Constant websocket errors

Summary
Constant websocket errors on version 7.0.1.

Steps to reproduce
Since updating to version 7.0.0 about two weeks ago, our server is constantly getting this websocket error. I’ve checked the logs prior to the update, and there was no instance of this error before. During the weekend we have updated to version 7.0.1 as an attempt to fix it, but with no luck. We were previosuly on version 6.3, and updated straight away to 7.0, following the recommended guide, with nothing special, and without changing any config manually. We have since only added the hostname for the new caller plugin.

I’ve tried looking for solutions, but couldn’t find anything of relevance. The latest report I found was related to a config, that has since been deprecated (the reliable websockets).

Here is a sample of the error:
{"timestamp":"2022-06-27 18:59:36.184 Z","level":"error","msg":"websocket.NextReader: closing websocket","caller":"app/web_conn.go:834","user_id":"rrwhycr46fgb5m143xcpqdoxma","error":"read tcp 127.0.0.1:8080->127.0.0.1:56834: i/o timeout"}

Expected behavior
Since getting those websocket errors, our users have began complaining that mattermost doesn’t work as expected, with images of teams and users not loading and even channels and threads not loading at all.

Here is a sample screenshot that a user sent us, with none of the channels loading.

I’m also attaching the last 2k lines of mattermost log (can provide longer, if necessary), and as can be seen, the error is pretty constant, with the exception of weekends, where there is almost no one using the server.
mattermost.log

Mattermost is hosted on AWS, on a fairly beefy machine for our use-case (t2.large), and only 50 users. So it never goes beyond 2GB of ram usage or 10% CPU.

Hi @Podesta - were your log levels set to Info? We made a change in 6.6 (Use error log level for websocket timeouts (#19609) · mattermost/mattermost-server@9534efe · GitHub) which logs timeout errors in the error log. But they were always logged in the debug level. So nothing really changed except the log level.

This log line would appear whenever the server fails to read any message within a given timeout, and it disconnects the websocket connection. Ideally, there is a constant stream of ping/pong messages happening which prevents this from happening. And there is no reason for the ping/pong to stop. So this is indeed not expected to happen, and hence the error level.

I am wondering whether you are using AWS CLB/ALB in front? We have seen issues with these categories of load-balancers in that the idle timeout settings for AWS and the Mattermost server needs to be appropriately set, otherwise the load-balancer will keep disconnecting the connection: https://sigopt.com/blog/the-case-of-the-mysterious-aws-elb-504-errors/.

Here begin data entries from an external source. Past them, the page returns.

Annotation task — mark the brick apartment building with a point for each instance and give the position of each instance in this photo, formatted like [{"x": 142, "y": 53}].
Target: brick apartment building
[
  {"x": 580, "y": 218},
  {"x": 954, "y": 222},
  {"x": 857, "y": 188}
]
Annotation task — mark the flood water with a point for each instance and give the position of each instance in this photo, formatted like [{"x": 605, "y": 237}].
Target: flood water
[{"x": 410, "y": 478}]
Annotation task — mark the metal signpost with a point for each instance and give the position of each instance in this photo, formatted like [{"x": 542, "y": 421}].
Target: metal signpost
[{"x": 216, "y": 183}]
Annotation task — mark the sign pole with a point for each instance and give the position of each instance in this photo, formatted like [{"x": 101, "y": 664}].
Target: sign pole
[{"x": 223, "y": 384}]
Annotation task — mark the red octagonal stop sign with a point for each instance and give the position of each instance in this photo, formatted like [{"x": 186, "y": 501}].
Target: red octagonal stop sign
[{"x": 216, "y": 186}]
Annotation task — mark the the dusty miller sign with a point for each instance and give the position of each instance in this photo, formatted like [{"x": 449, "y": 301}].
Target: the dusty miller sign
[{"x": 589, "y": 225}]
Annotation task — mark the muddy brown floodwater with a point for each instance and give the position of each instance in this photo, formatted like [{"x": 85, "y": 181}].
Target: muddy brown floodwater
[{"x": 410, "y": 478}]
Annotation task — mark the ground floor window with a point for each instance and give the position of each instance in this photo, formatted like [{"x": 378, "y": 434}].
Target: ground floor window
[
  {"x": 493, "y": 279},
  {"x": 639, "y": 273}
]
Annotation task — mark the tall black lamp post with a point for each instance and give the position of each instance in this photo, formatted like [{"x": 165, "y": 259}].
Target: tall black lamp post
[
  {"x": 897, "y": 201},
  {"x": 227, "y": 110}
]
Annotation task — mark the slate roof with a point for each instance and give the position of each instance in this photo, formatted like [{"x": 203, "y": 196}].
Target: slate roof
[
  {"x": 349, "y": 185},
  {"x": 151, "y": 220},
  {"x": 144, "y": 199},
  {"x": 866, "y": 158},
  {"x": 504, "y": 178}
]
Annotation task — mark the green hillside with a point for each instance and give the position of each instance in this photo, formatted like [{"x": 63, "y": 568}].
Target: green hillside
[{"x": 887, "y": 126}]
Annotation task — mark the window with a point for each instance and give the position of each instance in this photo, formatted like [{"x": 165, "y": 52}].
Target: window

When this happens, the server timeout gets triggered because there’s nothing sending any data to it, and it disconnects the connection from its side as well, logging this error.

I’d suggest to check the load balancer settings and verify everything is in order.

I have the same issue but I have a personal server setup with an Apache HTTPD router in front of my sites (one of them being mattermost. In my case I see this happening between my HTTPD frontend server (which also does the SSL) and the mattermost server.

websocket.NextReader: closing websocket caller=“app/web_conn.go:818” user_id=USERID error="read tcp mattermostInternalIp:8065->HTTPDFrontingWebserver:40181: i/o timeout

This also happened with a recent upgrade although it might have been before the 7.0 one. I’m running:

Mattermost Version: 6.7.0
Database Schema Version: 82
Database: mysql
Build Hash: 714d065986fa9f6163b417d9760bf707cc237c71
EE Build Hash: ba596678562c7f9ef1a51bfa7b4dcbb8e5c0e937
Webapp Build Hash: cf2606b483a1ed484fcb64175392cace95014cc5
Build Date: Thu May 12 12:44:55 UTC 2022

This issue only happens to mobile and desktop and web browsers don’t have the same issue with the slow response and the not loading the channels sidebar. I’ll review timeout settings but I’m also not sure why this would have changed recently without those two server configs changing (although obviously Mattermost was upgraded).

That’s a long article. I checked my idle timeout settings, and both Mattermost and the AWS ALB are set at 60 seconds. The article seems to suggest the AWS ALB should be less than your target (Mattermost in this case). Is that how you understand it? For example, I should set AWS ELB to 59 and leave Mattermost at 60? Or maybe 50 and 60 to be safe?

Correct. I think it should be safe to double it. Keep ELB at 60 and Mattermost at 120 and see what happens.

1 Like

Thanks for the detailed reply.

Indeed, our log level was at INFO, which could explain the lack of errors prior to the update.

Unfortunately, we are not using load-balancers, so that shouldn’t be our issue.

Users used to occasionally report, and continue to do so, the failure of sending messages (with the retry/cancel option next to it), which we used to dismiss. But if the issue we are having is not new, and was just hidden by the lack of logs, they might be related.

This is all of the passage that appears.